VITA SECUNDA 69

CHAPITRE 39

DE LA PAUVRETÉ DES VÊTEMENTS

  1. Revêtue de la puissance d’En-Haut, son âme en tirait bien plus de chaleur divine que tous les vêtements n’en pouvaient communiquer extérieurement à son corps. Il avait en horreur les frères porteurs de trois habits ou ceux qui, sans nécessité, s’habillaient d’étoffes moelleuses. Consulter les sens et non la raison pour déterminer ce dont on a besoin, c’était pour lui le signe qu’on avait « éteint l’Esprit »[1] : « Quand une âme est tiède et perd progressivement la chaleur de la grâce, il est fatal que la chair et le sang réclament leur satisfaction. Si l’âme ne trouve pas son bonheur, il ne reste plus à la chair qu’à rechercher le sien ; c’est alors qu’on parle de nécessité à propos d’instincts purement bestiaux, et que les tendances de la chair s’imposent à la conscience comme des valeurs. Supposons un frère dans une réelle nécessité ; s’il met trop d’empressement à vouloir en sortir, quelle récompense a-t-il méritée ? Il avait une occasion de mérite, mais il a clairement démontré qu’elle n’était pas de son goût. Ne pas supporter la morsure de l’incommodité, c’est vouloir retourner en terre d’Egypte[2]. » Il perçait ainsi de ses traits les frères qui s’évertuaient à fuir l’inconfort.
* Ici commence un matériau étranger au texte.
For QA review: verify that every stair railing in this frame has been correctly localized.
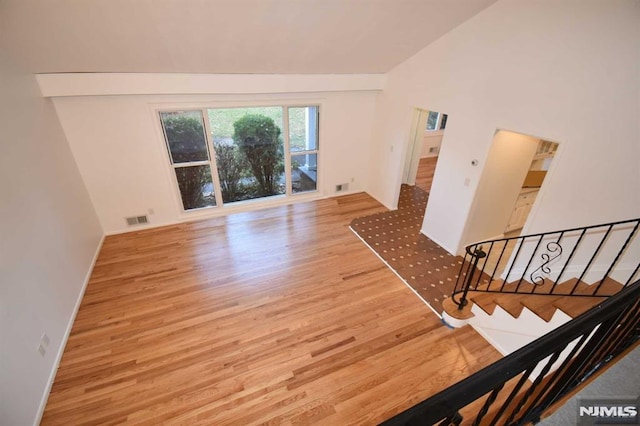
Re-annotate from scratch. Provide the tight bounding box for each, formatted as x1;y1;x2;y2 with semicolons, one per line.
382;280;640;426
452;218;640;309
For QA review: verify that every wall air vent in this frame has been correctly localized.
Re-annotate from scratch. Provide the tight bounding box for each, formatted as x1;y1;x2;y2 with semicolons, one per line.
125;215;149;226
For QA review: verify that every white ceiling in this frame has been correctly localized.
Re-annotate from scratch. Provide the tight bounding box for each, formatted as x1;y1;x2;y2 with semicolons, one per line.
0;0;496;74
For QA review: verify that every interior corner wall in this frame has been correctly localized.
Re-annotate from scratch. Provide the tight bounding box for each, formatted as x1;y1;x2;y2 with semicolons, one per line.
369;0;640;252
0;54;102;425
462;130;540;245
54;90;377;234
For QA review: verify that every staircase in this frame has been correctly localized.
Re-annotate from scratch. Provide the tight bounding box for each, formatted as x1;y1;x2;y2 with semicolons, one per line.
443;218;640;355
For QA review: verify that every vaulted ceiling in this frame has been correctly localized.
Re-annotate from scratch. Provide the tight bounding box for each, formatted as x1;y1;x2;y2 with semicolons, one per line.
0;0;496;74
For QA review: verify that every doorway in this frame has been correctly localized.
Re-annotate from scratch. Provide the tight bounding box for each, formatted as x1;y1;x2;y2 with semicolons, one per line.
402;108;448;193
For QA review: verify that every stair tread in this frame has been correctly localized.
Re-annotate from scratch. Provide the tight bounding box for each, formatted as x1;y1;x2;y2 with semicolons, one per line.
553;296;606;318
521;295;562;322
448;277;624;322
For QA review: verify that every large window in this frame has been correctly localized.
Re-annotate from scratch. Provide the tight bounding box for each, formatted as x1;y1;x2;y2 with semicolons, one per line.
426;111;447;132
160;111;216;210
160;106;319;210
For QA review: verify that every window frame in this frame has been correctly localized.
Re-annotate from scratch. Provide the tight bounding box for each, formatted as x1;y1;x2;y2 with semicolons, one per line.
157;108;221;213
158;98;324;218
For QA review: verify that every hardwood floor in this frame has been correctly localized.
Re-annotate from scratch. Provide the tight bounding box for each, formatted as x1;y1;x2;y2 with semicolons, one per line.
416;157;438;192
42;194;500;425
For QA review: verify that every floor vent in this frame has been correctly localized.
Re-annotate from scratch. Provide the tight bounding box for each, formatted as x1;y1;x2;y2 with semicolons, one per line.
125;216;149;226
336;183;349;192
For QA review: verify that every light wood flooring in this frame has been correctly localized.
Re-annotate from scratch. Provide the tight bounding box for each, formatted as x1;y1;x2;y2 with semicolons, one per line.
42;194;500;425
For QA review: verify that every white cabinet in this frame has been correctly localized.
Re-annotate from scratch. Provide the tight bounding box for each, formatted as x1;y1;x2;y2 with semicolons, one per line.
505;188;538;232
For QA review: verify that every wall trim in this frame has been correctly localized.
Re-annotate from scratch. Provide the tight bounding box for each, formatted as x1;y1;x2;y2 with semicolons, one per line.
33;233;106;426
36;73;386;98
420;228;458;256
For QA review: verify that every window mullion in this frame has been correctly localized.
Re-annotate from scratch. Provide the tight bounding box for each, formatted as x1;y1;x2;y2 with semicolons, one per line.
282;106;293;197
202;108;224;206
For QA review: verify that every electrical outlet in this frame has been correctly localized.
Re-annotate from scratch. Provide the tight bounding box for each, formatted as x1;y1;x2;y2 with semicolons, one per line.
40;333;51;348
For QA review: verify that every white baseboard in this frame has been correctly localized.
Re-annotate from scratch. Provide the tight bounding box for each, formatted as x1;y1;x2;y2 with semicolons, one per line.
420;228;458;256
33;234;106;426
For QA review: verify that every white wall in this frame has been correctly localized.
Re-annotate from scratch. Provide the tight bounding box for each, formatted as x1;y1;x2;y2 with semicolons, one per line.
420;130;444;158
0;54;102;425
54;92;377;233
462;130;540;245
370;0;640;252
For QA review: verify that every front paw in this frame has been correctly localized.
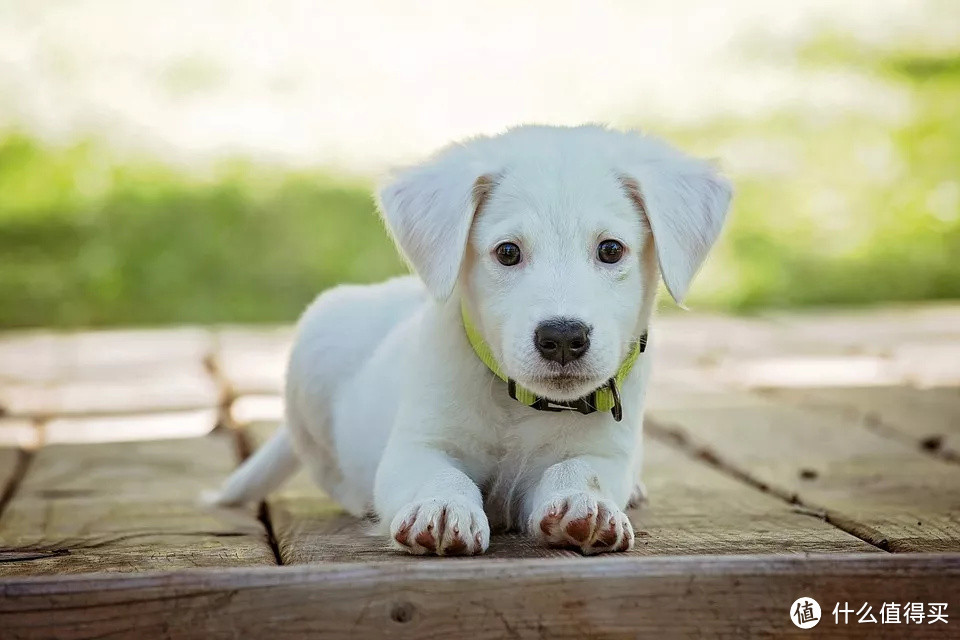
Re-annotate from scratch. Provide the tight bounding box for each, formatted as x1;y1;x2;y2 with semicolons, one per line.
390;498;490;556
529;493;633;555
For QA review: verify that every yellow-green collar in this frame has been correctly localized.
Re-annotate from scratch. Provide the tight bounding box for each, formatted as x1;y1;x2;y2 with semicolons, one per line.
460;304;647;422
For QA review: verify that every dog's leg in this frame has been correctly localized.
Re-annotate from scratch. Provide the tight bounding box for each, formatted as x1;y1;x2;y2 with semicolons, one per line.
527;456;633;554
375;444;490;556
209;426;300;507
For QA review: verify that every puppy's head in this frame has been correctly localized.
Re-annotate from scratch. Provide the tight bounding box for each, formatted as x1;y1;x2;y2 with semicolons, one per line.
380;126;731;400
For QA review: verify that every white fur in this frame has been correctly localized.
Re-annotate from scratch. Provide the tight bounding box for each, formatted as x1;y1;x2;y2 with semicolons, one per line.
214;126;730;554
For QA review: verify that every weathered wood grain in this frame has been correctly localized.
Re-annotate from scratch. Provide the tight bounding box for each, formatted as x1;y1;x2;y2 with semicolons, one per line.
43;409;219;445
0;447;26;515
249;423;878;564
765;387;960;461
0;554;960;640
0;418;42;449
0;436;274;575
0;327;213;383
647;392;960;552
215;327;293;395
0;368;219;417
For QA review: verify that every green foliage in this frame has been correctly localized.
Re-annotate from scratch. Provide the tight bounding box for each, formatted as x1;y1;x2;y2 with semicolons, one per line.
0;136;402;327
668;38;960;311
0;36;960;327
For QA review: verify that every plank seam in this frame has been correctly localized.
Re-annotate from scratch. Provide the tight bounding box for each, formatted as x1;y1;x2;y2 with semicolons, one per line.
232;422;283;565
754;388;960;464
644;416;891;553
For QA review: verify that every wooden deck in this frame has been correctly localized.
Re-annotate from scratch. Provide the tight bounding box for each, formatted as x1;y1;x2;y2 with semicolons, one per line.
0;305;960;640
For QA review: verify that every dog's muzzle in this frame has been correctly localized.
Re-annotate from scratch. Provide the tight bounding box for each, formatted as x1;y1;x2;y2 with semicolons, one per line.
460;305;647;422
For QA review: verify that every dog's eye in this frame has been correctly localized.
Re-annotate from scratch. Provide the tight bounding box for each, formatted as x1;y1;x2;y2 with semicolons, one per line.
495;242;520;267
597;240;623;264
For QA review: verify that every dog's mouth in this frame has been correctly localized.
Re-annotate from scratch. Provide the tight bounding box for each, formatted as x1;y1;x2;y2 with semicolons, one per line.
521;372;603;401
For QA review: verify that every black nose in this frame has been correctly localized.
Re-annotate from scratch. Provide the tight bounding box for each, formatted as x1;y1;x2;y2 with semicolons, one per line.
533;318;590;364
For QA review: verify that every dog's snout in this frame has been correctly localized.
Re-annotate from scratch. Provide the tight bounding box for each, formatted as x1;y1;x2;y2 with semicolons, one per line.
533;318;590;364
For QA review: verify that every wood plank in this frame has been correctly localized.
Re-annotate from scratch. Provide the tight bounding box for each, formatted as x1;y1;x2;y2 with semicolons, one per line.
0;360;220;416
0;448;27;514
0;418;42;449
0;436;274;575
249;423;878;564
0;554;960;640
215;327;293;396
647;392;960;552
43;409;219;445
0;327;213;383
764;387;960;461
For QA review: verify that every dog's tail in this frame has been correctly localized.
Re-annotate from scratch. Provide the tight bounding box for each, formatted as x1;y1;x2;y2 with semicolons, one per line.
208;426;300;507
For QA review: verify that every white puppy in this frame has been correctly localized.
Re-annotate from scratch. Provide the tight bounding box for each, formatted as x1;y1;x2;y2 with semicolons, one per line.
219;126;731;555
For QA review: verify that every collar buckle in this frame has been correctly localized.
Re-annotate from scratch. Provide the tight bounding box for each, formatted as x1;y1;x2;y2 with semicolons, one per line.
507;378;623;422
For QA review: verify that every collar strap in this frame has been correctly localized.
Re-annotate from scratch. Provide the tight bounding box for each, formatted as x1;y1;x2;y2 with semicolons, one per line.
460;304;647;422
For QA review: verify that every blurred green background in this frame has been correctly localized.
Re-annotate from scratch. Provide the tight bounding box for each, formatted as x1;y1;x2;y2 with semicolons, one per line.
0;3;960;328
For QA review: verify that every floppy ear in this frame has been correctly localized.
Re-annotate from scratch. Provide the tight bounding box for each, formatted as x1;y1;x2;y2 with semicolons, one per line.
378;146;493;299
621;152;733;303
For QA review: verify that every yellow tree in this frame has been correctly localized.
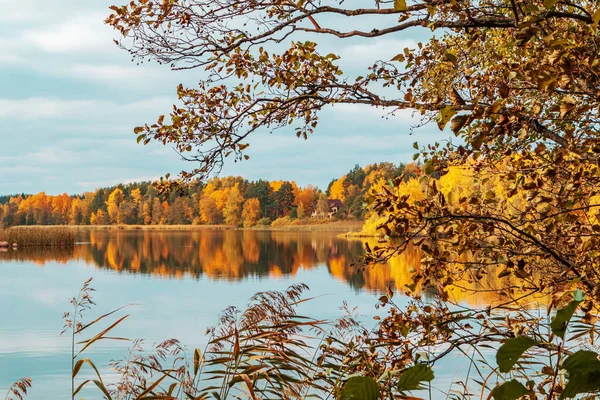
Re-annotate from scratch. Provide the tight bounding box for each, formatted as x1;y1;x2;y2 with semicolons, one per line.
242;198;261;228
329;176;346;201
223;185;244;226
200;196;222;225
106;188;125;224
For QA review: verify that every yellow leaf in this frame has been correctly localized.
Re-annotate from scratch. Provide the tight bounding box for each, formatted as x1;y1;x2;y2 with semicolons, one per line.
394;0;406;11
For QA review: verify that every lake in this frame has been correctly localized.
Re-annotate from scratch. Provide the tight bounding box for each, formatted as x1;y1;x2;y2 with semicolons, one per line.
0;230;488;399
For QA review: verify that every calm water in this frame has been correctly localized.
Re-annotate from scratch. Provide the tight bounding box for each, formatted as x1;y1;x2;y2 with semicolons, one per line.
0;231;478;399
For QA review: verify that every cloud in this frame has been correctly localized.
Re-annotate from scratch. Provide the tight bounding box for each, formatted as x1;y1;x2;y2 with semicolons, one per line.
21;13;114;54
0;53;23;65
338;39;417;68
327;104;421;125
68;64;160;84
0;96;172;123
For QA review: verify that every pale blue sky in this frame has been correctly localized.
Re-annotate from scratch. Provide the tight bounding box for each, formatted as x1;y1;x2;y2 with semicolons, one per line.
0;0;445;194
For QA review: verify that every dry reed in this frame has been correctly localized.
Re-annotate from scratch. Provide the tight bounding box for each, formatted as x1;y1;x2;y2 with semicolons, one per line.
0;226;78;247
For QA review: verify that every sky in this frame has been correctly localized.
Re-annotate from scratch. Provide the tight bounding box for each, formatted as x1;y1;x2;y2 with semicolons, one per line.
0;0;444;195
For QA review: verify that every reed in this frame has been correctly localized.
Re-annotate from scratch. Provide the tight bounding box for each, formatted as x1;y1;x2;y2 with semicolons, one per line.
0;226;78;247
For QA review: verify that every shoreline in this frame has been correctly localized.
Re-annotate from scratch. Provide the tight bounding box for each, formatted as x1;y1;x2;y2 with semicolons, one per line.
5;221;363;234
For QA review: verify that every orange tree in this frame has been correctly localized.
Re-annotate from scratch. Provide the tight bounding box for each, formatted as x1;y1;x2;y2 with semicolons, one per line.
107;0;600;398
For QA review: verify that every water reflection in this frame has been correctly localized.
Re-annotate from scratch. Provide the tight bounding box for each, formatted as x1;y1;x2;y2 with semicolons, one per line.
0;230;524;305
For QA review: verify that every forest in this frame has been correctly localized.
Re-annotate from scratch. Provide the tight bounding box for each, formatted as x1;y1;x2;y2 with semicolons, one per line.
0;162;410;227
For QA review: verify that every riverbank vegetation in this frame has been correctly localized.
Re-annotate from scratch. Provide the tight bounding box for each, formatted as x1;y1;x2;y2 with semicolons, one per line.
99;0;600;400
0;227;77;247
0;162;408;228
5;0;600;400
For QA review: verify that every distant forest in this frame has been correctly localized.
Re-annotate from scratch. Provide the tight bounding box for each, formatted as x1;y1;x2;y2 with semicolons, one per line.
0;162;419;227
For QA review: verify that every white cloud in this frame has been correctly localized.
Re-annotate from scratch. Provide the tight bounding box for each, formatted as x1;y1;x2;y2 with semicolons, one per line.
339;39;417;69
0;53;23;65
21;13;114;53
328;104;421;124
66;64;164;86
0;96;172;119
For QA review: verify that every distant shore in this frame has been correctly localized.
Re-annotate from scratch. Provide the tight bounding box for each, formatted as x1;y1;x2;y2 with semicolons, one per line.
4;221;363;233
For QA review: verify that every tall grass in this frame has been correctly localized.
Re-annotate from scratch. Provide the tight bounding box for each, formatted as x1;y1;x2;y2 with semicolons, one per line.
0;226;78;247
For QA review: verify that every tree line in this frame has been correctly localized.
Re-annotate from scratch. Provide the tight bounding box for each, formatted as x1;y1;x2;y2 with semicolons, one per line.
0;162;412;227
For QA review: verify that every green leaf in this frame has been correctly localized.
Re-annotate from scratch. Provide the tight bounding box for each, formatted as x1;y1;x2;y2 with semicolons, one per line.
340;376;379;400
544;0;558;10
436;106;456;130
194;349;203;376
496;336;537;372
492;379;528;400
398;364;434;392
550;290;585;339
394;0;406;11
560;350;600;399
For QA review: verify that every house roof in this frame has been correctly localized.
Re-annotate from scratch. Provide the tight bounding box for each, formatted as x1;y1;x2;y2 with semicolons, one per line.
327;199;344;208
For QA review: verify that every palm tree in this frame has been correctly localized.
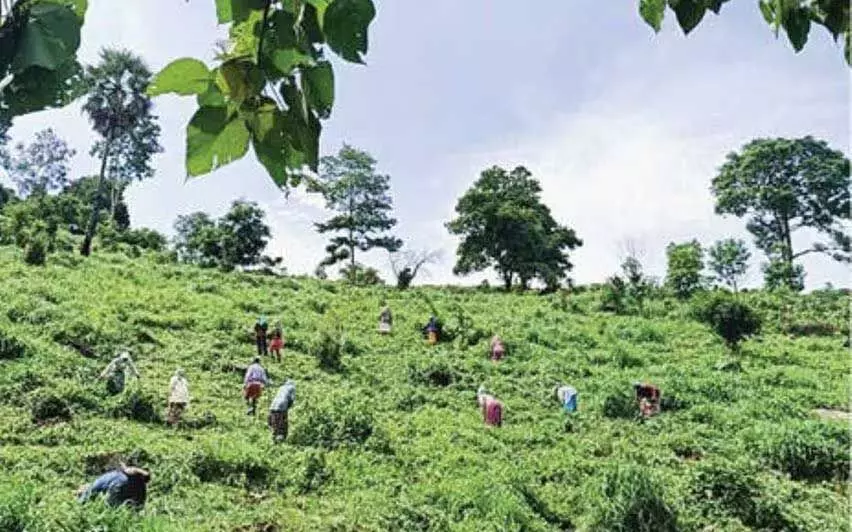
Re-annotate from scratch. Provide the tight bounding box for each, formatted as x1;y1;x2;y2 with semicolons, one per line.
80;49;162;256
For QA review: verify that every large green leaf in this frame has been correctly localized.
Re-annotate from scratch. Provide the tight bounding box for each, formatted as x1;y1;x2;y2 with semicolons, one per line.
302;61;334;118
782;7;811;52
12;3;80;72
186;107;249;176
669;0;707;35
148;57;212;96
322;0;376;63
639;0;666;32
216;0;266;24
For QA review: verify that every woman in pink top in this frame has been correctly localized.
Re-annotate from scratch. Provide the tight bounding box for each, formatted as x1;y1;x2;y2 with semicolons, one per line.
476;386;503;427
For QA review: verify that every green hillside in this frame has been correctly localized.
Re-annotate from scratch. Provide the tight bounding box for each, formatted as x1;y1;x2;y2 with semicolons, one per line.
0;248;850;532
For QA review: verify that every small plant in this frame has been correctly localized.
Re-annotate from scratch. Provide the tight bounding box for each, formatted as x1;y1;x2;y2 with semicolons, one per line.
30;395;73;424
692;292;761;352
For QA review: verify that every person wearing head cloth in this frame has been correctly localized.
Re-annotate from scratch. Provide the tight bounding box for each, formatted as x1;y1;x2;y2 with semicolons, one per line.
243;357;269;416
423;316;441;345
166;368;189;425
269;321;284;362
633;382;662;418
491;334;506;362
77;464;151;510
269;379;296;443
379;305;393;334
553;384;577;414
254;316;269;356
476;386;503;427
100;351;139;395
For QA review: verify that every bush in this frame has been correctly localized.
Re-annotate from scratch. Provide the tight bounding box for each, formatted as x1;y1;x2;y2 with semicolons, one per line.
24;234;47;266
589;468;678;532
692;292;761;350
761;423;852;481
30;395;73;424
111;391;162;423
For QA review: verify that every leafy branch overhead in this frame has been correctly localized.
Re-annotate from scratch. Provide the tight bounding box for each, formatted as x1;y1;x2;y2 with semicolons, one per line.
149;0;375;187
639;0;852;65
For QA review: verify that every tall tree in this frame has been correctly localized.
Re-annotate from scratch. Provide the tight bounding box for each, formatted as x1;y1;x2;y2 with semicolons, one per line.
218;200;271;269
316;144;402;269
712;136;852;288
0;128;75;197
446;166;583;289
666;240;704;299
80;49;162;255
709;238;751;292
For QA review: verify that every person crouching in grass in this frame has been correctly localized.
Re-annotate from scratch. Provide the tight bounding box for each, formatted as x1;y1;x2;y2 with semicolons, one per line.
269;379;296;443
243;357;269;416
476;386;503;427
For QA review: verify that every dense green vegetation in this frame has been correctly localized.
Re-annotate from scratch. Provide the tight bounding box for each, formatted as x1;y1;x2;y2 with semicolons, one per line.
0;248;850;531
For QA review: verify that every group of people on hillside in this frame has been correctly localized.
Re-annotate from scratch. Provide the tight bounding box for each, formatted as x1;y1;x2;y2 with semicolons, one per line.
77;312;661;508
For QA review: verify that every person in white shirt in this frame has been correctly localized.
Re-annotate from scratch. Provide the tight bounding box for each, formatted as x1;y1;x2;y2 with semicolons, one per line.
167;368;189;425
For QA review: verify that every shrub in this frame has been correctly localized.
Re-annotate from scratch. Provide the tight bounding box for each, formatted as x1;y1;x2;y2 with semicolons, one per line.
24;234;47;266
692;292;761;350
0;329;27;360
310;330;344;371
761;423;852;481
589;468;678;532
30;395;73;424
111;391;162;423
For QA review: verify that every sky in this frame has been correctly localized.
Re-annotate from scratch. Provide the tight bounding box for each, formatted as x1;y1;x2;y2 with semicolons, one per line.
3;0;850;288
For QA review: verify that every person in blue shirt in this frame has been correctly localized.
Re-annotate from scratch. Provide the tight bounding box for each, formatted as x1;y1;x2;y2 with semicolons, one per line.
77;465;151;509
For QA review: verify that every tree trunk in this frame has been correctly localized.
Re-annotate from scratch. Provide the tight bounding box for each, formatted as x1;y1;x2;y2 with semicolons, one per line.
80;133;112;257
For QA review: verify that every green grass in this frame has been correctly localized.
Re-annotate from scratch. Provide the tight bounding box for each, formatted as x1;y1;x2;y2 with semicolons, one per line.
0;249;850;532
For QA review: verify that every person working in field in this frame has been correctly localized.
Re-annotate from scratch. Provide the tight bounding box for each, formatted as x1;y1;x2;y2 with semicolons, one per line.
269;379;296;443
491;334;506;362
423;316;441;345
166;368;189;426
553;384;577;414
476;386;503;427
243;357;269;416
379;305;393;334
254;316;269;356
100;351;139;395
633;382;661;418
77;464;151;509
269;321;284;362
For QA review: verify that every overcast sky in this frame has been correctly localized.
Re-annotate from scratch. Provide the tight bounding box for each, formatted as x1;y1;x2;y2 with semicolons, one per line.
3;0;850;288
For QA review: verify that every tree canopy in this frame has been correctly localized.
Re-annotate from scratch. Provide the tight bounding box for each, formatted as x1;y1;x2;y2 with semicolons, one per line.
315;144;402;269
712;136;852;288
447;166;583;289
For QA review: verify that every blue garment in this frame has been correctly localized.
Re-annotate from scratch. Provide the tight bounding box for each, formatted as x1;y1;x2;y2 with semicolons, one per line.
78;470;129;504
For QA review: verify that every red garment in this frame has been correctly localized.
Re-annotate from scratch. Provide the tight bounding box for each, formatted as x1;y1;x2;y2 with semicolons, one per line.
482;398;503;427
243;382;263;399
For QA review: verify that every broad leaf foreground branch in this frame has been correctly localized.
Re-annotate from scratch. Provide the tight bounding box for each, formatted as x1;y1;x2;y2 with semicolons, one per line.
0;0;852;188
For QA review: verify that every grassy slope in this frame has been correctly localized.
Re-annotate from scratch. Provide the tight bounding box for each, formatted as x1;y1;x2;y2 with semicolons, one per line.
0;250;849;531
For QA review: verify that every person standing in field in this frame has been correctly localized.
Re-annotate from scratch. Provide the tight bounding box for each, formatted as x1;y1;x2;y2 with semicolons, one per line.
77;464;151;510
633;382;662;418
553;384;577;414
100;351;139;395
166;368;189;426
423;316;441;345
476;386;503;427
491;334;506;362
254;316;269;356
269;379;296;443
243;357;269;416
269;321;284;362
379;305;393;334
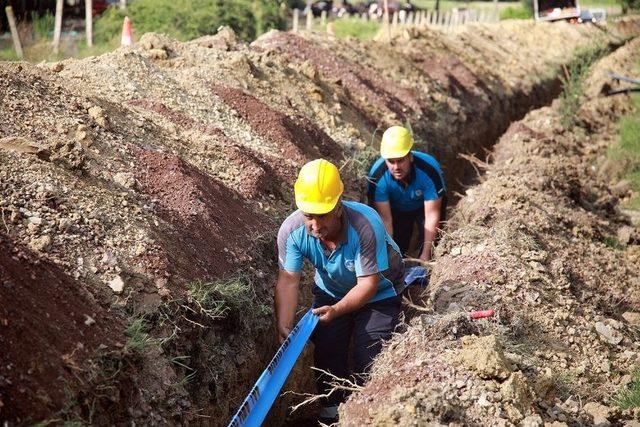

En aucun cas il ne permettait aux frères plus de deux habits ; ceux-ci pouvaient cependant être garnis de pièces[3]. Il ordonnait de répudier avec mépris les étoffes précieuses et lançait en public de mordants reproches à ceux qui enfreignaient ses défenses. Pour leur donner la réplique par son exemple, il avait, sur sa tunique, cousu un sac grossier ; au moment de sa mort, il demanda aussi que l’on couvrît d’un sac la tunique dans laquelle il allait être enseveli.

Pourtant, quand le besoin s’en faisait vraiment sentir ou quand la maladie s’appesantissait, il permettait aux frères de porter une tunique plus douce sur la peau, mais en ayant soin de conserver par-dessus un habit vulgaire et grossier. « L’austérité, disait-il, se relâchera, la tiédeur se propagera, et les fils d’un Père qui fut pauvre n’auront aucun scrupule à s’habiller de soie, après en avoir hypocritement changé la couleur. »

Sur ce point, nous ne t’avons pas fait mentir, ô Père dont nous sommes des fils dégénérés ; c’est plutôt notre lâcheté qui voudrait se faire illusion[4] ; or, elle est de jour en jour plus évidente et va toujours croissant.

Table des chapitres

 

[1] 1 Th 5 19.

[2] Allusion au ch. XI du Livre des Nombres, où les Hébreux regrettent les oignons d’Égypte et veulent regagner ce qui fut pour eux une terre à la fois de plaisir et d’esclavage.

[3] Mais non pas de fourrure. Cf. 1 Reg 14 ; 1 C 130 ; LP 54.

[4] Littéralement: se mentir à elle-même. Le texte cite Ps 26 12, dans la version difficilement compréhensible de la Vulgate ; et mentita est iniquitas sibi.